What are the CTCF-/cohesin-sensitive E–P/P–P loops? We found that these loops span a longer distance (Extended Data Fig. 6g) and have higher CTCF and cohesin occupancy at their anchors (Extended Data Fig. 6h), but these anchors are not specifically associated with TAD boundaries (Fig. 4f,g and Extended Data Fig. 6i). We further tested whether the affected E–P/P–P interactions were associated with the DEGs in nascent RNA-seq. Indeed, E–P/P–P interactions showed a greater decrease when their associated genes were deregulated on loss of CTCF/cohesin (Fig. 4h).

Together, most E–P/P–P contacts and fine-scale gene folding largely persist and remain transcriptionally functional even after almost-complete depletion of CTCF, cohesin or WAPL, suggesting that, in mESCs, these proteins are not strictly required to maintain E–P/P–P interactions and transcription at least within a 3-h degradation, despite a broad but weak reduction in E–P interactions after cohesin depletion.

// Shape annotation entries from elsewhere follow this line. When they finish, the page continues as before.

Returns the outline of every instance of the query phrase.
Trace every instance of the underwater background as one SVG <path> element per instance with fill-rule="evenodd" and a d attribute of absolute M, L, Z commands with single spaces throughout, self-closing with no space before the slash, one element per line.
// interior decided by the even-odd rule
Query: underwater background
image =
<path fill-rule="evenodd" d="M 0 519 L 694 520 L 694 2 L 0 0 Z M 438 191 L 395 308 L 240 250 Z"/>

Acute YY1 depletion has little effect on global gene expression and E–P/P–P interactions

A multifunctional zinc finger-containing TF, YY1 (ref. 46) (Extended Data Fig. 7a), has been implicated as a master structural regulator of chromatin looping25, particularly during early neural lineage commitment47. To investigate the function of YY1 in genome organization and transcriptional regulation in mESCs, we fused the mini-IAA7 tag48 to the endogenous Yy1 locus to allow for rapid protein degradation within 3 h (Fig. 5a and Extended Data Fig. 7b). ChIP-seq analysis showed a clear depletion of YY1 at its cognate sites (Fig. 5b and Extended Data Fig. 7c), with ~90% of peaks (n = 34,342) being called significantly changed by differential peak analysis42 (Fig. 5b and Extended Data Fig. 7d,e). These peaks are primarily enriched at promoters, enhancers and bivalent loop anchors (Fig. 5c and Extended Data Fig. 7f), consistent with its reported role in E–P interactions. We also noticed a modest decrease in cohesin occupancy after loss of YY1 (Fig. 5b and Extended Data Fig. 7g), which may be associated with YY1’s potential to position or halt cohesin25. Similarly, biochemical fractionation analysis shows a decrease of ~87% in the chromatin-associated YY1 fraction and a reduction of ~7% in the chromatin-associated cohesin fraction (Extended Data Fig. 7h, orange box).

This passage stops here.